I see no faces in the clouds—or no faces there I can connect with those I love—but I draw the clouds to enter the stricken longing they can conjure in me, the light horizontal as the afternoon wanes, light seeming to lie down for the letting out of shadows. These particular skies are also haunted by a black-and-white photograph—I don’t recall where I saw it, if it exists at all—of tropical fishing piers beneath stratocumulus, in the 1930s or ’40s. That image puts me on a mental causeway, heading toward a house, far out on an island, where I’m expected, though I’ve yet to reach it.

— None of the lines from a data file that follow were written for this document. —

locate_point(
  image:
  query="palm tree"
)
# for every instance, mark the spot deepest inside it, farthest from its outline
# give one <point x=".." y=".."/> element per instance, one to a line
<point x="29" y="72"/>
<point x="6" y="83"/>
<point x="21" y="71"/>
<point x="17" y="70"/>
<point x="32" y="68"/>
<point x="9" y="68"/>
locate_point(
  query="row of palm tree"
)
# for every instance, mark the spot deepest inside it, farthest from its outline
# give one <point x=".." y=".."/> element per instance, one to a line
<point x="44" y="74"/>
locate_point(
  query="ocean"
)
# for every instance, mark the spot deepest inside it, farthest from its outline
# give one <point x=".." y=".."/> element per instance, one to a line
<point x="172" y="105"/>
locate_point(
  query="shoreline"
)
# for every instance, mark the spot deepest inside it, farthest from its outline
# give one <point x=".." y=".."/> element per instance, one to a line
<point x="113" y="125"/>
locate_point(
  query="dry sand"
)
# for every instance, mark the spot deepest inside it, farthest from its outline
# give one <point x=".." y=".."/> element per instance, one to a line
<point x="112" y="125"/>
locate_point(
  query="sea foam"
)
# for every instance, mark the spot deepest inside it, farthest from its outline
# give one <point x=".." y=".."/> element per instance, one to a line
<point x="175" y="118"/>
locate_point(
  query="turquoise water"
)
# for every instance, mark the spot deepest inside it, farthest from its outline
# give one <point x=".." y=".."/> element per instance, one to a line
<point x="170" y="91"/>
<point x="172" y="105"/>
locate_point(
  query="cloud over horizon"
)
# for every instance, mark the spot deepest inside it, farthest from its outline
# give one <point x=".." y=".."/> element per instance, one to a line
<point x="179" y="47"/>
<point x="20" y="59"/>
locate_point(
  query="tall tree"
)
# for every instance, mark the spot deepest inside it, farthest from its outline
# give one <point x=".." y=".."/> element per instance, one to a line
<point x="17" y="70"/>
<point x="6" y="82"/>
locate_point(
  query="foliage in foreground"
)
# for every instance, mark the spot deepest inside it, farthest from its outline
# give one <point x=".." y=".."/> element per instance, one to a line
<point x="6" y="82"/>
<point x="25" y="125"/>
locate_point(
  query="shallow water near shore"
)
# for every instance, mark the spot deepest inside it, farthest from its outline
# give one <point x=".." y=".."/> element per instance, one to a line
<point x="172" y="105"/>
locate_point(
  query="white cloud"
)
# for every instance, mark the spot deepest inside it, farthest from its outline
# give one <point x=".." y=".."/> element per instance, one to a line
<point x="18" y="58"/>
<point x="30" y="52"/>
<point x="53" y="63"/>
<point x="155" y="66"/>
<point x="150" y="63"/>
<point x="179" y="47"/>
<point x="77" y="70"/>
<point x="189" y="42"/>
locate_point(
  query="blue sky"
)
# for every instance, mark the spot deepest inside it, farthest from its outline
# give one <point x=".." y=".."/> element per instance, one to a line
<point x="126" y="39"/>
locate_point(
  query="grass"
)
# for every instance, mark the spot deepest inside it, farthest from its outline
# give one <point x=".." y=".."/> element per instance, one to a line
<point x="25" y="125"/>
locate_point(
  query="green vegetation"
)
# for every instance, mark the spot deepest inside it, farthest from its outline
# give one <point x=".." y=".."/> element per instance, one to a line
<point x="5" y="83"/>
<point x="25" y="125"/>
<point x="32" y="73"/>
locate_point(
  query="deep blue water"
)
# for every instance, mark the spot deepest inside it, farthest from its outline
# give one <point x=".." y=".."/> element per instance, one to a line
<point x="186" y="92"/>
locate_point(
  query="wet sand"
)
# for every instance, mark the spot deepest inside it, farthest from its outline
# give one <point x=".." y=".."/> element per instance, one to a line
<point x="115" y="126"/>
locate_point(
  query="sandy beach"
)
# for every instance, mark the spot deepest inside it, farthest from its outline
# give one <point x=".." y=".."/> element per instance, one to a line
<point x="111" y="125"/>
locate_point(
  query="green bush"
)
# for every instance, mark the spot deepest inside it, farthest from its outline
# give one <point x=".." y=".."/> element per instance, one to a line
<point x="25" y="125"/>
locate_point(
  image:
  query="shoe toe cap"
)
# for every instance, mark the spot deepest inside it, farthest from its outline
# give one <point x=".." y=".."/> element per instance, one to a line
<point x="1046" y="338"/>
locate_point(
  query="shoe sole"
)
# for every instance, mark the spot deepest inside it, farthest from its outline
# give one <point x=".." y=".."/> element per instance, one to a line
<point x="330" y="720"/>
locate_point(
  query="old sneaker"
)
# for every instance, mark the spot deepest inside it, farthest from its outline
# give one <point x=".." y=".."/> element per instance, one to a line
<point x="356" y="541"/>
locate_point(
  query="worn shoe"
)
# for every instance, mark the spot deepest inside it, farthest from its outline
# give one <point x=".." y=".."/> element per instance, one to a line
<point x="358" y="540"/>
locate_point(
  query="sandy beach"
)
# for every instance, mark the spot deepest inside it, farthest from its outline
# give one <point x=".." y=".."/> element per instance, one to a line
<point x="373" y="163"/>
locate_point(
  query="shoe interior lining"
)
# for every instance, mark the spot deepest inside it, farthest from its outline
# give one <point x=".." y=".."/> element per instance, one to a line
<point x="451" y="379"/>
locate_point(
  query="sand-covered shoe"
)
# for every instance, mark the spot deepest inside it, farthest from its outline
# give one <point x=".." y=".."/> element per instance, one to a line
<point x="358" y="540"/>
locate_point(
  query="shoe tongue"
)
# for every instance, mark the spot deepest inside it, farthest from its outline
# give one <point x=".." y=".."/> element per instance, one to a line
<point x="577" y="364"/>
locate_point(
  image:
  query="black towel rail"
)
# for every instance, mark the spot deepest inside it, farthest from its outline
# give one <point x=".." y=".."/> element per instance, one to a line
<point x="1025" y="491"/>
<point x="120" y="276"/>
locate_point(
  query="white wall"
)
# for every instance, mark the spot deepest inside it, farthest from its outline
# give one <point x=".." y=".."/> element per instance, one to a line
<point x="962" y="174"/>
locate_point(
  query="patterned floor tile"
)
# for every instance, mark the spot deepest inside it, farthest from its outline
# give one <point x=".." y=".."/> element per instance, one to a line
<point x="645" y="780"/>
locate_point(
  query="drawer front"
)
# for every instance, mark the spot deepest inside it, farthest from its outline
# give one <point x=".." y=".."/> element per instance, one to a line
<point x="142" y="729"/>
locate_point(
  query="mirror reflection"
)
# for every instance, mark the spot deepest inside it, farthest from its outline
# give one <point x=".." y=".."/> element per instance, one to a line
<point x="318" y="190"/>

My glance down Albany Avenue is a survey of Albany Avenues, of many looks there, sounds, contacts, some years—though without the confidence of a childhood place, that confidence sometimes declared “magical” when finally breached. The layered glance has a different itinerary than the eye bound for streets it will encounter for the first time, harboring in its field all the other streets it’s met for the first time. I understand better why there comes a day certain souls don’t want to leave a place, can’t leave it. I see it in the summer skies above Albany Avenue, and in those skies my pencil moves. I see it even among those first images in my Monteverde journal, among the pages where the text withdraws and finally vanishes, save for captions. There’s a portrait: “Chicken that marched just once past our fabulous, solitary lunch at El Tequila.” The grand, white hen with pink and blue beak gave me no more than a minute. I worked fast, to get her right, and did.

But there, too, curiously, just four months dead, is my aged mother in profile.